27.06.2005

Oncogenic activation in a mouse model for acute promyelocytic leukemia

Dr. Thomas Sternsdorf, The Salk Institute, La Jolla, California, USA


On Monday June 27th, 2005 at 2.15pm, Dr. Thomas Sternsdorf, a former PhD student and research fellow at the HPI, will be our guest HPI-seminar speaker. His is very well known for his pioneering work on the functions and autoantigenicity of components of PML- and related bodies, multiprotein complexes with a distinct nuclear dot-like distribution and with presumed functions in virtually all known physiological processes of cells.
Among the many seminal discoveries Dr. Sternsdorf made range of the identification and functional analysis of posttranslational modification of some PML-components by ubiquitin-like proteins, the elucidation of some aspects of their role in leukemogenesis in unique murine models, as well as the demonstration of the functional modulation of P53 by recruitment into PML-bodies by a specific PML-isoform and the identification of a transcriptional modulator function of the AIRE protein, which has a dominant autoimmunity inducing function leading to autoimmune polyglandular syndrome 1, a devastating human autoimmune disease.

Dr. Sternsdorf, is currently a senior scientist at THE SALK Institute, La Jolla, California, USA in the department of Prof. Ron Evans. This laboratory is famous for an incredible number of breakthrough discoveries in the life sciences, for which Dr. Evans was honored in 2004 with the Lasker Award, a strong predictor of future Noble prize winners. Understanding of the molecular genetics of metabolic disease (including arteriosclerosis and diabetes) and cancer (including breast cancer, colon cancer, and leukemia) are major research areas of this laboratory. Establishment of so-called marathon mice resistant to weight gain even in the absence of exercise by modulation of nuclear PPARdelta receptor expression is the most spectacular recent published achievement (for more information on R. Evans Lab see www.salk.edu).
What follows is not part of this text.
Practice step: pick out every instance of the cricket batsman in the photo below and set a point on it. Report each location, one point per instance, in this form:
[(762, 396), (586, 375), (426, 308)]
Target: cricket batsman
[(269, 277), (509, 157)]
Dr. Sternsdorf´s work is focussed on the understanding of basic mechanisms leading to leukemias. The role of receptors in cell differentiation and cell transformation, a major topic in Evan´s Lab, is of major concern in this research. Dr. Sternsdorf is using retro- and lentiviruses for transduction of hematopoetic stem cells with potentially oncogenic proteins as a tool for induction of acute promyelocytic leukemia. He will present exciting new data obtained with a retroviral-mediated forced protein dimerisation/dissociation approach for activation and switch-off of oncogenic processes.